Homily at Pontifical Oriental Institute and Congregation for Eastern Churches centenary Mass:  Continue with your courageous witness, despite the persecutions you suffer.  We're living though a “piecemeal” world war.  When we see the persecution and worrying exodus of Christians, he said, just like the people of the Old Testament, we cry out “Why?”
In today’s 1st reading we read about those who turn away from God and do evil yet go unpunished.
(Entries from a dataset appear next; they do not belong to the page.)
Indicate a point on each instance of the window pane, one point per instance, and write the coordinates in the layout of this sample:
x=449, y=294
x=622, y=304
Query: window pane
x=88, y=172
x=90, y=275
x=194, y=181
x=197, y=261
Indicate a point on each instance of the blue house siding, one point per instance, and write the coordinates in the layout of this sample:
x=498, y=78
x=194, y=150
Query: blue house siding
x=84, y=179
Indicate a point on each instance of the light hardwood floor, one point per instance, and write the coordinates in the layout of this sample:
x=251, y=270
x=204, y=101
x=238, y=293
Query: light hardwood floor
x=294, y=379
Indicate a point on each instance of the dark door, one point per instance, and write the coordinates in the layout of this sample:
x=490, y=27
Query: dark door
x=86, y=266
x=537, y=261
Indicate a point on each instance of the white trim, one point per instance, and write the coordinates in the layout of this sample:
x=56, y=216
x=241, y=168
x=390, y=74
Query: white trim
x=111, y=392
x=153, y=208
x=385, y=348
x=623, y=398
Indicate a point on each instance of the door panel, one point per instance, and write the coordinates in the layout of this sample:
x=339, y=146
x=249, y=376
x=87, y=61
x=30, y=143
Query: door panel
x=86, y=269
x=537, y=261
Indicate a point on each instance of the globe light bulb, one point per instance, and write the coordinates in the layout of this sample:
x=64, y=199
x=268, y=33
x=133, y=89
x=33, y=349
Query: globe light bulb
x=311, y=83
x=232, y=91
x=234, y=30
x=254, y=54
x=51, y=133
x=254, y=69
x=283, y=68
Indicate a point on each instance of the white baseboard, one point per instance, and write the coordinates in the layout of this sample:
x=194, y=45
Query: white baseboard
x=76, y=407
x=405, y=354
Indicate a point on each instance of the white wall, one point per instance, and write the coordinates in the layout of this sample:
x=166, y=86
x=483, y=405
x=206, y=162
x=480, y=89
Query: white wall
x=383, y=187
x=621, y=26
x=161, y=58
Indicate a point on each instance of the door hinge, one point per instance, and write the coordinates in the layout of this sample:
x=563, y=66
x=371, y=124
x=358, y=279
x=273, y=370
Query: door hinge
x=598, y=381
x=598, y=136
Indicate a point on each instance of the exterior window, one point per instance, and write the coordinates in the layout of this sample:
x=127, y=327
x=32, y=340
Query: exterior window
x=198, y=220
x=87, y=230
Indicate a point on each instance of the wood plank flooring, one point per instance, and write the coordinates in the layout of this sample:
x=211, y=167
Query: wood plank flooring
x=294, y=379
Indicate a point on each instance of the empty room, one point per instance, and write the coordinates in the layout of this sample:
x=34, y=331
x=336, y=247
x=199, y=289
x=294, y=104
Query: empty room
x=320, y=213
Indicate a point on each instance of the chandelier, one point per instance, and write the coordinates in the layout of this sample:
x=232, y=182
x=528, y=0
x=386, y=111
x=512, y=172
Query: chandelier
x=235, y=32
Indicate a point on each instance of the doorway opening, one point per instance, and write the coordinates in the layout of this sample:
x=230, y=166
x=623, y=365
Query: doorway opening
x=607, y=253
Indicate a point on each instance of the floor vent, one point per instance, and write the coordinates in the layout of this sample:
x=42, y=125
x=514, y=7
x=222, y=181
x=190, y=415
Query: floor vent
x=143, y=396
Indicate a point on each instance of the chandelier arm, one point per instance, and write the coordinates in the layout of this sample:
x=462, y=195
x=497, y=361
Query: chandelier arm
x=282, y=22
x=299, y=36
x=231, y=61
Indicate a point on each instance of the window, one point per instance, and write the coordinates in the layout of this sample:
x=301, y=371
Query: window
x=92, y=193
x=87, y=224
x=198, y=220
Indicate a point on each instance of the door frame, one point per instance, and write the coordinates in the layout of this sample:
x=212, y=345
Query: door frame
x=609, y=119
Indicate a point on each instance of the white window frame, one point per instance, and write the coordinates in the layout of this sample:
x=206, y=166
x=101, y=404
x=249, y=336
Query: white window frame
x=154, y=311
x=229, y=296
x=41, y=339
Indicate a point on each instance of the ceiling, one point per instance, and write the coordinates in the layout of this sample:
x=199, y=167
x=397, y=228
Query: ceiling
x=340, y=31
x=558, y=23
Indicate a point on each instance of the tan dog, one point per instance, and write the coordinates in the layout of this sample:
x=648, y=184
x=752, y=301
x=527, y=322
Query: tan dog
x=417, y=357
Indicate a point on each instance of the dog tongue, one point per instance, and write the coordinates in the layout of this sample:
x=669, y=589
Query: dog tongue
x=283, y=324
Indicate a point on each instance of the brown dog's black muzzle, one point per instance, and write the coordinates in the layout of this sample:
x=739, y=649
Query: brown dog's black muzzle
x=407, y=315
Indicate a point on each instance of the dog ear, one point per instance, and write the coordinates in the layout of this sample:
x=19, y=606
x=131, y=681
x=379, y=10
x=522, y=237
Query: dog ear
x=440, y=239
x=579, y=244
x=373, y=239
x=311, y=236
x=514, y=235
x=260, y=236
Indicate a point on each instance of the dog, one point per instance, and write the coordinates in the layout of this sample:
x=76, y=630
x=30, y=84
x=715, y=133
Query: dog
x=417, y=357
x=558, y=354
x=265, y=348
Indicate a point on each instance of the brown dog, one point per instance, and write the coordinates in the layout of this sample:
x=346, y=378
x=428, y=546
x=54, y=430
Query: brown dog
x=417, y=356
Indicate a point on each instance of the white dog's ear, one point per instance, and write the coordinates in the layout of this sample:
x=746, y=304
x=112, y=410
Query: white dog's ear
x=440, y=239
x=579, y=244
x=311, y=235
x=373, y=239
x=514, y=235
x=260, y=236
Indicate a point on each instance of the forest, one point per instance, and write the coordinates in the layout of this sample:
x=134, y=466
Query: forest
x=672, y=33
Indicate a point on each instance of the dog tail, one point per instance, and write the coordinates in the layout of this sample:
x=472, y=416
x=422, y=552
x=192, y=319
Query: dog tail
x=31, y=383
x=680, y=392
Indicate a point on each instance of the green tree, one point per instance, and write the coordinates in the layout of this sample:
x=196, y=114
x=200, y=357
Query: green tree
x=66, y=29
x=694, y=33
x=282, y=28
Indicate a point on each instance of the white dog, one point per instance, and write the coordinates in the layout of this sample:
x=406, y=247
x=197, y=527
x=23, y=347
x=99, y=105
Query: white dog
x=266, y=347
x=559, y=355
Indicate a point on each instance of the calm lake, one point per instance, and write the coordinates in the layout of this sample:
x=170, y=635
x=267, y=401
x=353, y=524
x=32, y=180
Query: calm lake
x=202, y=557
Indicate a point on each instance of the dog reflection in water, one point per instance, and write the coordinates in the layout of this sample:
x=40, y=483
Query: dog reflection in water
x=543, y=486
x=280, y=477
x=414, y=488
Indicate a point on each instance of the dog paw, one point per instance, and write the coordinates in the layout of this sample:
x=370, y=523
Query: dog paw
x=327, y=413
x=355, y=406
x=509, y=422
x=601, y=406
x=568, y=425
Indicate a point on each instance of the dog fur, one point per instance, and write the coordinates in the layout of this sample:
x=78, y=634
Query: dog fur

Today we ask God why unscrupulous people destroy others to pursue their own ends.  Malachi says God listens to his people and records their suffering in a ‘book of memories.’ 
If we pray and trust in the Lord, we know we'll receive, find, and the door will be opened.  But do we know how?  If we, sinners, know how to give our children good gifts, how much more will our Father give the Spirit to those who ask?  The Spirit is God’s great gift to us, so let us knock courageously on God’s heart.  May courageous prayer inspire and sustain your service, so that it may bear lasting fruit. 
Read
    Gourd-eating worm
    (animate)
  • Jon 4:1-11  Jonah, angry God didn't carry out the evil he threatened:  “Lord, this is why I fled.  I knew you're gracious and merciful, slow to anger, loath to punish.  Take my life; it's better for me to die.” / “Have you reason to be angry?” / Jonah built himself a hut and waited under it to see what would happen.  The Lord provided a gourd plant over his head to give shade, and Jonah was happy about the plant.  But then God sent a worm that attacked the plant, and later a burning wind, and the sun beat on Jonah till he grew faint.  “I'd be better off dead.” / “Have you reason to be angry?” / “Yes, enough to die.” / “You're concerned over the plant which cost you no labor.  Should I not be concerned over Nineveh, in which over 120,000 can't tell their right hand from their left?”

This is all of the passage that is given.